Google has your email. Not just GMail users, but major businesses. Google Apps users store the core of their business in Google’s cloud. Even Twitter uses GMail. I got on GMail very early on, back before users could invite each other, before you were given 5, then 20, then 100 invites to bring other people to GMail. I was excited to use it. The interface, the functionality, it was a leap forward from Hotmail, or the webmail app I had been using on my own domain. There was a time when I was excited to see what the search engine giant would do next. But these days, Google, Microsoft, and now Facebook, are all taking the wrong approach to business.
For the early days of monetizing the internet, you could rely on Doubleclick. Then Google Adwords and AdSense came around. Google’s business grew quickly, efficiently combining their search portal data with their advertising data to show potential advertisers that their money was being spent right. Google bought Doubleclick in 2007. Microsoft followed suit, partnering with Yahoo, to provide advertising in their search portals, and other modern frontiers which Google had already pioneered, such as ads in apps.
Microsoft buys Skype, Google creates Google Hangouts.
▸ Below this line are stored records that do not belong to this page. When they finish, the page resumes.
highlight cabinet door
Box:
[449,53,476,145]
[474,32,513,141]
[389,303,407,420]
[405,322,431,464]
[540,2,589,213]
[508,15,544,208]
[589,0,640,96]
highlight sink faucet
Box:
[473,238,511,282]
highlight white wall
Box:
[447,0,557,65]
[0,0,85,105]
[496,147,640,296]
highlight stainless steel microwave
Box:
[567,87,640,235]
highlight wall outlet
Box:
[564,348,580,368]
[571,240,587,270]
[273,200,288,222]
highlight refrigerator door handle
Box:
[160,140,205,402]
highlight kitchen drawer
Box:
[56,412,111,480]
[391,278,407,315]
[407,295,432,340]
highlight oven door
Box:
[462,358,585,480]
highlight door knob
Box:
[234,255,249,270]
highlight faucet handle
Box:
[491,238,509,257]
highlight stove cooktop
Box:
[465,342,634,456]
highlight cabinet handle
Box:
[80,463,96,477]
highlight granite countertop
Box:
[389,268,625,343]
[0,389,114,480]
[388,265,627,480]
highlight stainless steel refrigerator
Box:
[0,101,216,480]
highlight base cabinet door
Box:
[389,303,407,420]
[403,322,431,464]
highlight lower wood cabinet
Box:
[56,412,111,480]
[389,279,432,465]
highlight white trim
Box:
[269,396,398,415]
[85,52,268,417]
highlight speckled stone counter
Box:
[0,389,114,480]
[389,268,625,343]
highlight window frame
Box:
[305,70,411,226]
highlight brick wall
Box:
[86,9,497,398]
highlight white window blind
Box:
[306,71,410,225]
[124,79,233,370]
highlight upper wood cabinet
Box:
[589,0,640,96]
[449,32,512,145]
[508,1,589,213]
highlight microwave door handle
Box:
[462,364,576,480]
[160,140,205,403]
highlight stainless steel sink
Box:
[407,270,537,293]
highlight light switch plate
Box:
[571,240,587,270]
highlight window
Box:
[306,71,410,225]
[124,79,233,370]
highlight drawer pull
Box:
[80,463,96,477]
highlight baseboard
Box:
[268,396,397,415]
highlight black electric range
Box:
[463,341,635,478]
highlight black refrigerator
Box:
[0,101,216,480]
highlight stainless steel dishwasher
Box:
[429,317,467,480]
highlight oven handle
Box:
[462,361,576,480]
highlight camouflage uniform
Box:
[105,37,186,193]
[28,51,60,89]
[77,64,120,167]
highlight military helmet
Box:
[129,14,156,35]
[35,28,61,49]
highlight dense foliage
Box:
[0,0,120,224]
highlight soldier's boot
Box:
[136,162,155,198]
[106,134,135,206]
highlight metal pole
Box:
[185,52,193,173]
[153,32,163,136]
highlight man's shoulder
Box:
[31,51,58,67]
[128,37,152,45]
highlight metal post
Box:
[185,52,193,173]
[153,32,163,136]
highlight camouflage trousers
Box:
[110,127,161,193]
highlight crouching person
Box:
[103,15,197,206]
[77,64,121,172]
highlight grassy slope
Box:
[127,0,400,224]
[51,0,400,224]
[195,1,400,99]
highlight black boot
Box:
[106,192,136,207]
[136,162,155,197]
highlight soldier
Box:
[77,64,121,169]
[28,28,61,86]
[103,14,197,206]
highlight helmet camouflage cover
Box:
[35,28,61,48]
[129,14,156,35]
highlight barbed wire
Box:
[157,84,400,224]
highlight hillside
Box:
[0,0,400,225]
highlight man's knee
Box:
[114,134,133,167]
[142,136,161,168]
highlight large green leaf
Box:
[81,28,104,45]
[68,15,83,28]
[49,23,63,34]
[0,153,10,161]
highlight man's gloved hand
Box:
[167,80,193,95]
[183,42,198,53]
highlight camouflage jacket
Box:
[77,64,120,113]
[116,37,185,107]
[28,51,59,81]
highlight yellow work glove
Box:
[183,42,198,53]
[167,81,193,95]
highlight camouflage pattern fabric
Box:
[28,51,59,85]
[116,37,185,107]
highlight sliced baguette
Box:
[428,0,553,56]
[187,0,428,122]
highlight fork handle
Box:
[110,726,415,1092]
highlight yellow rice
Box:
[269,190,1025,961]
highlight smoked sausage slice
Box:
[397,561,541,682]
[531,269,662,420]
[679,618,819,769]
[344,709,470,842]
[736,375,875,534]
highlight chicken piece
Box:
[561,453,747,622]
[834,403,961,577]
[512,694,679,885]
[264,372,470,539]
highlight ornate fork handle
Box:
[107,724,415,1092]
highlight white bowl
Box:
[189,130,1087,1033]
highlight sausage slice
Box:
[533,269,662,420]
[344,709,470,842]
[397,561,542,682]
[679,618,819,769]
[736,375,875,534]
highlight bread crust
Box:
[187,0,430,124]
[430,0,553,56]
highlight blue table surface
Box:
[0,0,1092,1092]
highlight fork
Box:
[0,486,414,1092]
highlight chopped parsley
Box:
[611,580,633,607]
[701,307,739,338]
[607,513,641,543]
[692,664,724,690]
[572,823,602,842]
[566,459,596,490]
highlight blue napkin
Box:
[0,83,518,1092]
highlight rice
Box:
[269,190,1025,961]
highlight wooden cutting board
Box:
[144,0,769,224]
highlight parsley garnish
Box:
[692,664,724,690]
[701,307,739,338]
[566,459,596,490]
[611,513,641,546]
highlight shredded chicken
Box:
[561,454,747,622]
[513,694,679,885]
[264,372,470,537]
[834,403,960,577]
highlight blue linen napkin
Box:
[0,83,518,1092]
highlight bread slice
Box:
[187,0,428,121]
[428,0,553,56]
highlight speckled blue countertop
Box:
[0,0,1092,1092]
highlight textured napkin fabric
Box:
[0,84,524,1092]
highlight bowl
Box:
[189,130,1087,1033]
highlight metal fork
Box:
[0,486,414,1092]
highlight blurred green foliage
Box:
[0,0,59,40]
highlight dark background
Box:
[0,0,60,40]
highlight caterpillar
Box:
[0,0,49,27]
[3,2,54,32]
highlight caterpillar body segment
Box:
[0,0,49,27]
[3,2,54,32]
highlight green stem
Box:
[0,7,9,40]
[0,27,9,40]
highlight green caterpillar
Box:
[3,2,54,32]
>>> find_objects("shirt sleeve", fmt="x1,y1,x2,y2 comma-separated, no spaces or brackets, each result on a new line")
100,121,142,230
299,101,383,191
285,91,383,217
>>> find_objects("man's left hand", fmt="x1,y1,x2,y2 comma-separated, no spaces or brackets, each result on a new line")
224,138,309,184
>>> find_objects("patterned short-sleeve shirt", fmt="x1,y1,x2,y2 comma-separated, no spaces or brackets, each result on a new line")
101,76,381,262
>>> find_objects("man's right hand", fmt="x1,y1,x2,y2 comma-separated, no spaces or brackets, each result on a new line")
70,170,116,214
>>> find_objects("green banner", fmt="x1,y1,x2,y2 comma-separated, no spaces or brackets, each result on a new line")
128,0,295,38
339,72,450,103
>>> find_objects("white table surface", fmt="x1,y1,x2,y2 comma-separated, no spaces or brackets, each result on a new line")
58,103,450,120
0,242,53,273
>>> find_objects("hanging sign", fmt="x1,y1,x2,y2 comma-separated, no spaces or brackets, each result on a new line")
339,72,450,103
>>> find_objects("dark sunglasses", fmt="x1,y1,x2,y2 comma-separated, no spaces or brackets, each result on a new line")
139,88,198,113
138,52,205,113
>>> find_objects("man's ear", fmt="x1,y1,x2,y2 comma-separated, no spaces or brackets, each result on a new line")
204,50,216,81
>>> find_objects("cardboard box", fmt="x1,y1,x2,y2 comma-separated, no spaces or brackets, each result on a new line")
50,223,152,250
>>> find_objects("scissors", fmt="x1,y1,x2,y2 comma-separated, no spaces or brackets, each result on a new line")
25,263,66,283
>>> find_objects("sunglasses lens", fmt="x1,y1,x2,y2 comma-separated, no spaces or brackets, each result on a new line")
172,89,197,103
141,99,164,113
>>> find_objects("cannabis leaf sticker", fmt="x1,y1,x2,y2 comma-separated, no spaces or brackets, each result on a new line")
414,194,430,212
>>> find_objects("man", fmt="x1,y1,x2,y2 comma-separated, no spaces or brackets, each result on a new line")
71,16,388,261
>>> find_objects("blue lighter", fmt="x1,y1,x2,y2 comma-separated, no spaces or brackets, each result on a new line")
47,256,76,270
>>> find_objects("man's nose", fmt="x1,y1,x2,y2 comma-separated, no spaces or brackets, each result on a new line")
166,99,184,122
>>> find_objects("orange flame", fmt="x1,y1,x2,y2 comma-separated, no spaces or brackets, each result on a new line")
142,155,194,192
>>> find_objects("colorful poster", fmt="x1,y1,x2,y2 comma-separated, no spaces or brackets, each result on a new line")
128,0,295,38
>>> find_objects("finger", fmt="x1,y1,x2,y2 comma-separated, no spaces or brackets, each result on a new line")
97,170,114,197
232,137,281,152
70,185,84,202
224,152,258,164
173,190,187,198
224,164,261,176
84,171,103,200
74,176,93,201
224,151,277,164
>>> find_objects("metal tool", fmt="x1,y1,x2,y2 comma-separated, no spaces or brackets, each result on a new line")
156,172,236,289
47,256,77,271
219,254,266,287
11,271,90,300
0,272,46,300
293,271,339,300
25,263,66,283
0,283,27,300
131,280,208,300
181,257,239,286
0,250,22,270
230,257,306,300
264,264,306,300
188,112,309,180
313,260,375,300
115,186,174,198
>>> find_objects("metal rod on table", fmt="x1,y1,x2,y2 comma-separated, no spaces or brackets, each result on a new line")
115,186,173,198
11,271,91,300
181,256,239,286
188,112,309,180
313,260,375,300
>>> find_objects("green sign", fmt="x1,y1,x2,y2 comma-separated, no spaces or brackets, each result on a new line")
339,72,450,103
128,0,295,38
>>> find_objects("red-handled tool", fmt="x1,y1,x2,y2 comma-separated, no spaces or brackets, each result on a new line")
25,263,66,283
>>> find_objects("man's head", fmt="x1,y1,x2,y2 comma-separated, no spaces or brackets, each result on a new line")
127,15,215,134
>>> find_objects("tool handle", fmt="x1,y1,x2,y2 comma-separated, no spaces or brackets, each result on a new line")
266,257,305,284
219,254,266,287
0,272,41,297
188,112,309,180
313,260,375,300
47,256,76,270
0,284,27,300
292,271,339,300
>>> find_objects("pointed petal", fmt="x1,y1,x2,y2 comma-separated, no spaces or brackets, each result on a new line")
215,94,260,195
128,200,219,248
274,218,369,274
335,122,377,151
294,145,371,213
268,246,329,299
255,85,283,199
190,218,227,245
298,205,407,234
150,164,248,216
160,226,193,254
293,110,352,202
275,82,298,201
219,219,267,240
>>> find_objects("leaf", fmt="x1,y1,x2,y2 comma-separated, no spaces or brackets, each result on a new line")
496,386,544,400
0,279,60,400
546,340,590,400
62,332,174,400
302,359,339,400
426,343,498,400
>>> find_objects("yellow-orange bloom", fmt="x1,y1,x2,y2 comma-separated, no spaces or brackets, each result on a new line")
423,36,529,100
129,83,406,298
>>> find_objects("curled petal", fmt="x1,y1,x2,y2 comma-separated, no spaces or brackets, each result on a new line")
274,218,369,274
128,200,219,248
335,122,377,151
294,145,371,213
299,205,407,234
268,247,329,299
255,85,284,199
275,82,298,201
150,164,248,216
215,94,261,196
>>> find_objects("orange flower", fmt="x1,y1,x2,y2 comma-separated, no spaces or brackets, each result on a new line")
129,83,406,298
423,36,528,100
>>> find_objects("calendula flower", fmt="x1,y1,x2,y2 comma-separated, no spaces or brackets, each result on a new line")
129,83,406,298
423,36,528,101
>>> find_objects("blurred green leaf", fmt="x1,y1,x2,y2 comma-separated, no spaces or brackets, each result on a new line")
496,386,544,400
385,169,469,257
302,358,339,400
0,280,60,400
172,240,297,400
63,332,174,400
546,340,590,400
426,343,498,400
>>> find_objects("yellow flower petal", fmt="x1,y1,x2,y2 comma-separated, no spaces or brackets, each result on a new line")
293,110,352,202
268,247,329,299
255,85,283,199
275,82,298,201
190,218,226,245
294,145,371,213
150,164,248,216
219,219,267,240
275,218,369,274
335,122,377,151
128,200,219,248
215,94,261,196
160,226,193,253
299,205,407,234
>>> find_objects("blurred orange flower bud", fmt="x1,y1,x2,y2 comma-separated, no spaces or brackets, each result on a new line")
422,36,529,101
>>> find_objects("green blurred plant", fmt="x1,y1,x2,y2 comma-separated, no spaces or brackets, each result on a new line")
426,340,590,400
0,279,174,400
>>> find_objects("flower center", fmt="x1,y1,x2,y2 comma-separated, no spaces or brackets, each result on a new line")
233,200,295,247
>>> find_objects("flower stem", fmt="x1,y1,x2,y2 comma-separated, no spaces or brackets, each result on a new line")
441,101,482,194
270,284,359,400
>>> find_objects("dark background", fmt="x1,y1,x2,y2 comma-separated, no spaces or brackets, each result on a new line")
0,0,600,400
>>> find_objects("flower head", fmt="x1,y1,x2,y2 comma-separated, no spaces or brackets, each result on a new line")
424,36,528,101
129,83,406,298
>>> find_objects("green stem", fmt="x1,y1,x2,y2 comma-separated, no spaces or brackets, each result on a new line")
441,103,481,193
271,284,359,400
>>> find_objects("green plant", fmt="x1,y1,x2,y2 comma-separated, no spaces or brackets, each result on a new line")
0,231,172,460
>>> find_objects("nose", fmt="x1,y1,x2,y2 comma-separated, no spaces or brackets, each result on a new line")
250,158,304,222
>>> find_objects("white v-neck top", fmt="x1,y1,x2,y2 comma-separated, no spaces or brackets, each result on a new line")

Microsoft releases Lync to enterprise users, Google sells the Chromebox for meetings. Facebook exists, so the ghost town of Google+ and the sad Socl are born. Remember when MapQuest was a thing we all used? Then Google made Google Maps and MapQuest might as well be dead. Now Apple has their own Maps app for the iPad and iPhone, and Microsoft cobbled together Bing Maps. Bing itself only exists so Microsoft could go head-to-head with Google in their primary market. Why!? Why would you try to compete with Google at the thing Google perfected? Don’t get me wrong, I’m actually a Bing user for various reasons, but it was a bold step that is clearly not actually paying off for Microsoft.
We aren’t even close to done. Hotmail has evolved in to the improved Outlook.com, and both Gmail and Outlook.com offer contact and calendar management from the web. Microsoft tried the smart phone market early, with Windows Mobile. iOS reinvented the market, and Android now dominates. Microsoft has Windows! Google creates ChromeOS. Internet Explorer and Safari are nice, FireFox was everybody’s friend for a long time, but oh, look: here comes Google with the Chrome browser! Google Drive? OneDrive! iCloud! Google is working on the Self-Driving car, Microsoft created Ford Sync, and this week rumors began that Apple could buy Tesla Motors. Microsoft Office dominated the business space for decades, but Microsoft has been forced to create and rebrand “Office Online” since Google Docs is has started to upset the, er… apple… cart. You know what I mean.
I predict that this will be the year that Google learns from the Ouya and Gamestick and release their own Android-powered set top box to compete with the Xbox One. Google will promote it as having Access to the Google Play Store and I expect people will go banana’s over the announcement. It’s biggest problem being that very few games in the Play Store were designed to use a controller, so the experience will still be miserable – but, hey, Microsoft has one. And Google has already proven to have the whole multi-media to the TV thing down, a Chromebox or an Android powered home-theater unit that just happens to play games will be a hot seller. Ya’know, like the AppleTV.
My point is: why? Why does everybody look over their fence at what their neighbor is doing and have to do the same thing? As everybody tries to compete in every market the other companies are in, they will begin to spread themselves thin. Could this desire to be involved in everything lead to the eventual demise of these giants? Is there a problem with doing one thing and doing that one thing extremely well? Windows 8 is floundering, Microsoft is undoubtedly going to focus on enterprise under Satya Nadella. But will they have a laser-like focus, or will they, too, pick up a thermostat company in 2014?